Talon now stood next to the pool drain, looking like a wet puppy, far less threatening than he had appeared to her on New Year’s Eve.
“Thanks for showing me all that...,” she said, feeling a gap fall between them like the distance between worlds.
“Maybe we could meet here at The Champ’s place sometime,” he said. “Play a game of Monopoly or something.”
“Sure, maybe,” said Lindsay.
“You can even be the car,” said Talon. He lingered a moment more, then slipped down the drain and disappeared. Lindsay listened until the sound of his footfalls in the tunnel became too distant to hear.
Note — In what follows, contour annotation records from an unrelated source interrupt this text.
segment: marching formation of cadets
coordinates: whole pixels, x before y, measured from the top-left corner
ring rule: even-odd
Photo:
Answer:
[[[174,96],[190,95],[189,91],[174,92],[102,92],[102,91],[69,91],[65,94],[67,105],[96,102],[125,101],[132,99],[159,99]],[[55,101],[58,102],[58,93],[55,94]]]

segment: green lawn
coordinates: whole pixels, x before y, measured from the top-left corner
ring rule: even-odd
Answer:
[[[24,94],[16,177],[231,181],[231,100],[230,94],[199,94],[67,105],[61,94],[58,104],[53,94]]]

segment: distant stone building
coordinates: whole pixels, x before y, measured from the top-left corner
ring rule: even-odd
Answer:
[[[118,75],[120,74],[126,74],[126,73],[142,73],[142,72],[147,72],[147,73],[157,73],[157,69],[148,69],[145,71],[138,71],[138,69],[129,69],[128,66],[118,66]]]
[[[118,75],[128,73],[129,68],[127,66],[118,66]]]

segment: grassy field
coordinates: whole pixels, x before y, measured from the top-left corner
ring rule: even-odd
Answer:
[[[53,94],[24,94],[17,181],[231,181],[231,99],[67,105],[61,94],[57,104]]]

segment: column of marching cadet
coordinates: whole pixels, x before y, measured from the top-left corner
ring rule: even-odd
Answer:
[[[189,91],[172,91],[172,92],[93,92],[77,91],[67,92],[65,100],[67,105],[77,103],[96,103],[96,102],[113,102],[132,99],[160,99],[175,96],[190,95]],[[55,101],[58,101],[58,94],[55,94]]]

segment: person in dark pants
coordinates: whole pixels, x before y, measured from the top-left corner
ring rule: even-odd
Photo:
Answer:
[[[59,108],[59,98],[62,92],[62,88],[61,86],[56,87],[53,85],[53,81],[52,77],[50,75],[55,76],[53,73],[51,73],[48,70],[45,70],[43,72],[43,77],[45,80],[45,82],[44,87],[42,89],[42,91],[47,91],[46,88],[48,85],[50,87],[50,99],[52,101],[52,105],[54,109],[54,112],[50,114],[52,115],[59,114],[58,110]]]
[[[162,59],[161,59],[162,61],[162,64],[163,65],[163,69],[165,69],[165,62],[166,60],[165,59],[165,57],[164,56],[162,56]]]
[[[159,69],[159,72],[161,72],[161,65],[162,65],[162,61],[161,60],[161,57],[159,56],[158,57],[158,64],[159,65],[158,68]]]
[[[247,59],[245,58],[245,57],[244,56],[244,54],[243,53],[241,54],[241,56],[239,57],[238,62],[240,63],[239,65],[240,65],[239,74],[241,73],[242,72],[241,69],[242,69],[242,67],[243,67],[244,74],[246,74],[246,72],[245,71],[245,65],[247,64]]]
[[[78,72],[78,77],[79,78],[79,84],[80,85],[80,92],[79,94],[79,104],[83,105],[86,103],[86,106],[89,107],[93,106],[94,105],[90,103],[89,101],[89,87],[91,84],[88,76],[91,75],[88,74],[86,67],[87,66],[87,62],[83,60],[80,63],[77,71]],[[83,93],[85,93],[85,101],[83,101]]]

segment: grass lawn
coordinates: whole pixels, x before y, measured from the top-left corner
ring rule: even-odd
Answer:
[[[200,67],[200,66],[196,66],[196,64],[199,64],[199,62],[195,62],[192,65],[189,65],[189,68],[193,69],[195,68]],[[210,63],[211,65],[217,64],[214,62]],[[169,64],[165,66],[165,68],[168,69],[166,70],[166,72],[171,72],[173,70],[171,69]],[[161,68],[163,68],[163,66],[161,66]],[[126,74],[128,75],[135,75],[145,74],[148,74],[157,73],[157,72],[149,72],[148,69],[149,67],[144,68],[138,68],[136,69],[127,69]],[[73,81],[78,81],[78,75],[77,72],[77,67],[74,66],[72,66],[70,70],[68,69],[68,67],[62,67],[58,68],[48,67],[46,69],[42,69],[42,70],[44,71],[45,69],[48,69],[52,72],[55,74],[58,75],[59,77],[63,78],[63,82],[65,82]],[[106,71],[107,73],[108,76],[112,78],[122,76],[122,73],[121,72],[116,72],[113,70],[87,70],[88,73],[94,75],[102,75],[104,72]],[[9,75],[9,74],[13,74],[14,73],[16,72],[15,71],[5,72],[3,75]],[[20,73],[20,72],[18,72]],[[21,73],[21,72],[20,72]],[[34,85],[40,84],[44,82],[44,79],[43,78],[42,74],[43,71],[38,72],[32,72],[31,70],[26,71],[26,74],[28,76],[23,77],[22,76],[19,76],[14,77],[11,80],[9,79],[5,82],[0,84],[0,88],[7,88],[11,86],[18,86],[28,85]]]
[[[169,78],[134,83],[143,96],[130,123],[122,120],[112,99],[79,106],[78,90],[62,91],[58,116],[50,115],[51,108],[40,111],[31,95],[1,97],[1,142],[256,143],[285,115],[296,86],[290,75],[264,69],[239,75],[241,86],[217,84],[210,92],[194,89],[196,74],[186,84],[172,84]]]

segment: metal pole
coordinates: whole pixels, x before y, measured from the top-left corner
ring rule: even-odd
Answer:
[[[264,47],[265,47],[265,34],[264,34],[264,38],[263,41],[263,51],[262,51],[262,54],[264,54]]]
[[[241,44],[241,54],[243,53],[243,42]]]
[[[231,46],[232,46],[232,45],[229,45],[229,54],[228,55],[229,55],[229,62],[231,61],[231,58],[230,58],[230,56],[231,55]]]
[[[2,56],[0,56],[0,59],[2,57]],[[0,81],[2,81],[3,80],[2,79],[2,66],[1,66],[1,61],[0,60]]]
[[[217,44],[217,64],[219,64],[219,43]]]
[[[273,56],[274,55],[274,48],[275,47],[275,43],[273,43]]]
In the double town house on Eighty-fourth Street, Mark Matthias had inde
ed noticed that his daughter wasn’t home—and the fact that he hadn’t noticed until about 9:30 at night only fueled his fear and frustration. At first he foisted the blame on Todd, who was supposed to be looking out for Lindsay but who hadn’t noticed she was missing until his father pointed it out. But as the evening went on, Mr. Matthias took on more and more of the blame himself.
Becky Peckerling, who was the last person to see her, said only that they had parted company at about 5:30 on the corner of Third Avenue and Seventy-seventh. Becky failed to mention, however, that the last place she had seen Lindsay was under Third Avenue—which would have put an entirely new spin on the unfolding investigation and would have left Becky the subject of more interrogation than she cared to handle.
“Maybe that street freak from New Year’s Eve kidnapped her,” suggested Todd. And so the police prepared an all-points bulletin featuring a sketch of Talon that didn’t look anything like him. Before the sketch could be released, however, Lindsay showed up on her doorstep wearing clothes that clearly were not hers.
“My God, Lindsay! Are you all right? Did they hurt you? Did you get a good look at them?” With all those hours to dwell upon what fate might have befallen the poor girl, it was already her father’s foregone conclusion that she had been the victim of foul play.
Lindsay knew she couldn’t tell where she had been and what she had seen. But she was not a liar by nature and, frankly, she was in no state to attempt any explanation at all.
“I’m tired, Daddy, and I really don’t want to talk about it,” she said. Then she plodded upstairs to her room, taking some guilty pleasure in the fact that she had left her father and Todd completely stymied. But her father could not leave it at that. In a few minutes he came to her room. Lindsay found herself both frustrated and yet in some small way pleased that he would not let it slide.
“I am your father,” he said as he stormed around the room. “I think I’m entitled to know where you were until three in the morning.”